Sunday, January 28, 2018

....for your service.

  "Do you know me?"  he asked from his wheelchair, where he sat in the Namaste room, and beckoned me toward him. I was struck because he didn't ask, "Do I know you?" as might be expected. I answered no, but that I had seen him there before.
     So he started to tell me about himself, that he'd been overseas in combat for four years, and had seen three members of his company killed before his eyes. He said even now the memory of it makes him cry, and he began to do so, tears sliding down his face.  I tried to change the subject by reminding him that we all appreciated his service, and what he had been through.  He said he had been a sharpshooter, one of the best, and that he had shot one of the enemy right between the eyes.  He pointed to the spot on his own forehead, seeming satisfied with his accomplishment.  He wanted to tell me more, but I had to leave. I said I'd see him next time.
   It's true that there are exaggerations of war stories, but it is also true that things did happen. Regardless, these veterans were once vital and self-sufficient beings, able to travel all over the world and to function in important activities.
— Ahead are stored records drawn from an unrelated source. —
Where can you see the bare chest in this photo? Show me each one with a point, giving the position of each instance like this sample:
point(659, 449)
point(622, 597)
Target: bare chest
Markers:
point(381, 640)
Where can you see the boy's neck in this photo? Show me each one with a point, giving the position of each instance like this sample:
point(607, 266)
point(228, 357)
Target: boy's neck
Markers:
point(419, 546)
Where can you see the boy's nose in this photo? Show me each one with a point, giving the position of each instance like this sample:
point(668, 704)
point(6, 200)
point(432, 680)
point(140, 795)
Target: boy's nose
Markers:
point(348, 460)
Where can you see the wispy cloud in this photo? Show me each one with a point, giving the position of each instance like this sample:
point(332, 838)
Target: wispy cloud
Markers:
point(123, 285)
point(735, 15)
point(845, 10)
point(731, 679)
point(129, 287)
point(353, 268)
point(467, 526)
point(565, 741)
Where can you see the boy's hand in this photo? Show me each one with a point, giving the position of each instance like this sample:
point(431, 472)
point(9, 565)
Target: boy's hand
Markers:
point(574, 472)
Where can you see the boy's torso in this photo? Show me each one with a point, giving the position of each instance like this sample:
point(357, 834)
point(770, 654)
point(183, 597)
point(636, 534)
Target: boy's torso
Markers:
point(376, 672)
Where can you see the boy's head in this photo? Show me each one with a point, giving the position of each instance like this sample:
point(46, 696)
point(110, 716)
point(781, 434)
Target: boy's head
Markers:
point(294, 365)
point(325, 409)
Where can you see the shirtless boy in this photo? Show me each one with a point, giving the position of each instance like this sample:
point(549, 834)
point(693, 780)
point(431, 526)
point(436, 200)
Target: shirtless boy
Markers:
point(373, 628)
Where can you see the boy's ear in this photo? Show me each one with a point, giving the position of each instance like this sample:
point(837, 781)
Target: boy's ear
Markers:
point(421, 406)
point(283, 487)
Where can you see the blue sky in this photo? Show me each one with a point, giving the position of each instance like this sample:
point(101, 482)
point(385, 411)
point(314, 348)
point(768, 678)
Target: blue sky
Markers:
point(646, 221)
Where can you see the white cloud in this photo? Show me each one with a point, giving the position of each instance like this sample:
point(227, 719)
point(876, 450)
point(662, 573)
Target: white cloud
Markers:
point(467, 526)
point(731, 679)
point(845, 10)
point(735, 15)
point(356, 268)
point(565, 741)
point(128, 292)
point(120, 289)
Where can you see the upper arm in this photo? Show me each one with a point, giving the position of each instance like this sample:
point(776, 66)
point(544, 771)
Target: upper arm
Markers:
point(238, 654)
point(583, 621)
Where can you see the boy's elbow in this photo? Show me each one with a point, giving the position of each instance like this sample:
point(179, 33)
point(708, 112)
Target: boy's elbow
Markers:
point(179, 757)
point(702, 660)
They wore uniforms commanding respect from, or at very least the attention of, all those they met.  Now most of them are entrapped by their own bodies, dependent on others for every bodily need.  Age and infirmity exact a harsh toll.
    So the answer to "Do you know me?" is no.  Nobody does know you, not anymore.  Our mortal flaw is to think that somebody should know who we were before time nullified what was.